Sambi promet une commission d’enquête des événements de Sima
Pendant que le Président Sambi rencontre ses députés et conseillers issus du double scrutin des 6 et 20 décembre, les médecins, dès 9h00, manifestent dans les rues de Mutsamudu, -comme cela s’est fait aussi à Moroni-. L’objectif, dénoncer l’intervention musclée de Sima, où trois des leurs ont été violemment tabassés par les forces de l’ordre. Dr Ansufoudine, le secrétaire général de l’ordre des médecins a fait savoir que « trois des nôtres ont été sauvagement tabassés, dont un gravement en la personne de Dr Ahamadi violenté avec sa femme dans leur domicile et qui s’en sort difficilement avec six côtes cassées. Un infirmier est actuellement hospitalisé à Domoni pour les mêmes raisons. Ces personnes n’avaient rien à voir avec les barricades de Sima et nous posons plusieurs questions. Quelle est la légalité de ces actes qui ternissent l’image de nos forces de l’ordre ? »
Le mouvement a été largement suivi. Selon Dr Youssef Zaïdou Président de l’ordre des médecins à Anjouan, « cette journée, nous l’avons préparé dès le 26 décembre, quatre jours après les événements de Sima. Nous observons 24 heures grève, et mêmes les cliniques privées doivent suivre le mot d’ordre. Notre mouvement n’a rien de politique. Mais si cela nous permet de nous faire entendre tant mieux. » Faisant allusion au rassemblement de la JAF entre le Président Sambi, les députés et les conseillers de la mouvance fraichement élus à Anjouan.
Le maire de Mutsamudu Bacari Abdou a aussi brillé par sa présence en première ligne de la manifestation. Il donne ses raisons : « si j’ai donné l’autorisation de cette manifestation et j’ai aussi pris part, c’est en solidarité avec tous ceux qui ont été touchés par la violence à Sima le mercredi 23 décembre dernier. Un médecin en a payé le prix fort. Il y a quelques semaines de cela à Pagé, une localité proche de ma commune, un de mes agents a été violement agressé par les forces de l’ordre. Il est temps que cela cesse. » A-t-il conclu.
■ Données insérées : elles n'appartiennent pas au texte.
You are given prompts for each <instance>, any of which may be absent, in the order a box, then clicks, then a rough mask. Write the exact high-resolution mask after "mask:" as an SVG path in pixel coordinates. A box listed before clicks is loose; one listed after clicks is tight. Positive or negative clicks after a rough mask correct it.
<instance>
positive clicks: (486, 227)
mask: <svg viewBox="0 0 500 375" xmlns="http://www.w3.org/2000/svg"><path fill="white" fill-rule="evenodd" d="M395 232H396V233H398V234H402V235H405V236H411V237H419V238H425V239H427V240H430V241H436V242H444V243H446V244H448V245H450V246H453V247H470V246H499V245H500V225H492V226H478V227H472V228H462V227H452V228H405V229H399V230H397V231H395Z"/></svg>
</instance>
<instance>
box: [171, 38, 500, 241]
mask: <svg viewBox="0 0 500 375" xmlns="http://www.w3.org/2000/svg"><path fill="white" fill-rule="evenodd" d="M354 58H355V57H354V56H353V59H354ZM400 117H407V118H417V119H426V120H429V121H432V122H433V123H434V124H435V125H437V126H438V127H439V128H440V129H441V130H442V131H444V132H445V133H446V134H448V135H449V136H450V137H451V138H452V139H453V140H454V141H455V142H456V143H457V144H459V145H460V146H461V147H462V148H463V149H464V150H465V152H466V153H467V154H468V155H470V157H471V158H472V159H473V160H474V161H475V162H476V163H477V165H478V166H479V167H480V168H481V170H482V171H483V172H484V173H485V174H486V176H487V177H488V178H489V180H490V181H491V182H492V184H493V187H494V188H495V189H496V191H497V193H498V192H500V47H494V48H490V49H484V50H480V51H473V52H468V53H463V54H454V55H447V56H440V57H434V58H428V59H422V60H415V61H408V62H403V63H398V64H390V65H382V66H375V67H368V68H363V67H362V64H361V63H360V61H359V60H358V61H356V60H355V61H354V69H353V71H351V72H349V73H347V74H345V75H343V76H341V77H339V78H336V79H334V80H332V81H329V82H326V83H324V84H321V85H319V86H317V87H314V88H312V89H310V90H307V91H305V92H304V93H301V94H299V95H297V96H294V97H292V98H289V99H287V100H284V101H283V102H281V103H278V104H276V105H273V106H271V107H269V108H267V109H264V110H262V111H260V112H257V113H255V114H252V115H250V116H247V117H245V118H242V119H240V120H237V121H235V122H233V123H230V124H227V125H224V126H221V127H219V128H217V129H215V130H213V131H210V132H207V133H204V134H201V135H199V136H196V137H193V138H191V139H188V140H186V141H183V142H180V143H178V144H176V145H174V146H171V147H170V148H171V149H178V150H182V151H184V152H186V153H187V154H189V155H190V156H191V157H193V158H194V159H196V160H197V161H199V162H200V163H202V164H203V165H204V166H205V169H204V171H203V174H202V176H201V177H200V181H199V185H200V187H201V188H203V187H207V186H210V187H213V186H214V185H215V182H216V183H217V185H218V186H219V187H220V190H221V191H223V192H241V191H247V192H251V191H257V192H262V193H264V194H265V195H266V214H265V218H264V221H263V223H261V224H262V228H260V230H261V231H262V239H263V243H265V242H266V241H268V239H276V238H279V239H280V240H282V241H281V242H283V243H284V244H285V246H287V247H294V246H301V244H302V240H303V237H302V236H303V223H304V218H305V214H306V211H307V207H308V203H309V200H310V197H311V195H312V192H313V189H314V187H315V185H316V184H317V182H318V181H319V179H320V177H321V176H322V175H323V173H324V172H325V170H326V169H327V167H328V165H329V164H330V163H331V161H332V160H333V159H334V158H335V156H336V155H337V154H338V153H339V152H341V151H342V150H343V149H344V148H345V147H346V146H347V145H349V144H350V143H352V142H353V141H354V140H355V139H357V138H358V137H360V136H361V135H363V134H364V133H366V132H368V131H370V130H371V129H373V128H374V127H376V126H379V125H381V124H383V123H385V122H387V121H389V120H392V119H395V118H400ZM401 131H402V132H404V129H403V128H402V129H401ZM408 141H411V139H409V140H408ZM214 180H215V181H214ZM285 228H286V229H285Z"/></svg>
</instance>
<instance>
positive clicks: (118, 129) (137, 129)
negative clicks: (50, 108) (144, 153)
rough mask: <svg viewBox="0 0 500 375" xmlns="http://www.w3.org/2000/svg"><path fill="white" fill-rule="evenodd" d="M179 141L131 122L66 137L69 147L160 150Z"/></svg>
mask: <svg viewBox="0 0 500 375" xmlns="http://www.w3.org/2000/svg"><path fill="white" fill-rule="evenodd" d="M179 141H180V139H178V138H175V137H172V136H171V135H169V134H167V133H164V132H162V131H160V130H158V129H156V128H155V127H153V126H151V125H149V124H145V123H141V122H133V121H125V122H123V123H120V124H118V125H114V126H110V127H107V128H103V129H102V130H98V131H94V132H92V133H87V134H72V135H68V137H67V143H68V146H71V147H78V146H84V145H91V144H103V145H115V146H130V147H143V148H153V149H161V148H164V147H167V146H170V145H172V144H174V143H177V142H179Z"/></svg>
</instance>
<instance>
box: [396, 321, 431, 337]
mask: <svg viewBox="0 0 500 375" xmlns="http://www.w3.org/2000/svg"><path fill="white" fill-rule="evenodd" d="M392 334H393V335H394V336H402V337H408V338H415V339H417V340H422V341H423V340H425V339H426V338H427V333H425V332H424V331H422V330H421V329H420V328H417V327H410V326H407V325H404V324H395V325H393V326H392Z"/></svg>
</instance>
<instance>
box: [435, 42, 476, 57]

Non loin de là , à la salle de la JAF, le rassemblement d’allégeance des élus d’Anjouan au chef de l’Etat, a fait écho de la manif. Le président Sambi s’est dit attristé par la tournure des événements de Sima du 23 décembre. Il déclare avoir donné « ordre de dégager les barricades dans la non violence (…) une commission d’enquête viendra à Anjouan pour instruire sur cette affaire et des sanctions tomberont » a-t-il martelé devant ses partisans venus aussi en nombre à la salle de la JAF, sans donner des précisions sur la composition de cette commission. Il a aussi reconnu comme de coutume le disfonctionnement de l’appareil administratif et qu’il compte sur l’aide des « députés fraichement élus » pour y mettre fin.
Rappelons que la mouvance présidentielle a raflé la quasi-totalité des sièges de députés et de conseillers de l’île, ne laissant à l’opposition aucun élu. Pourtant, Mohamed Djaanfari, député sortant et candidat à sa propre succession dans la région de Sima était donné largement favoris contre son challenger du pouvoir.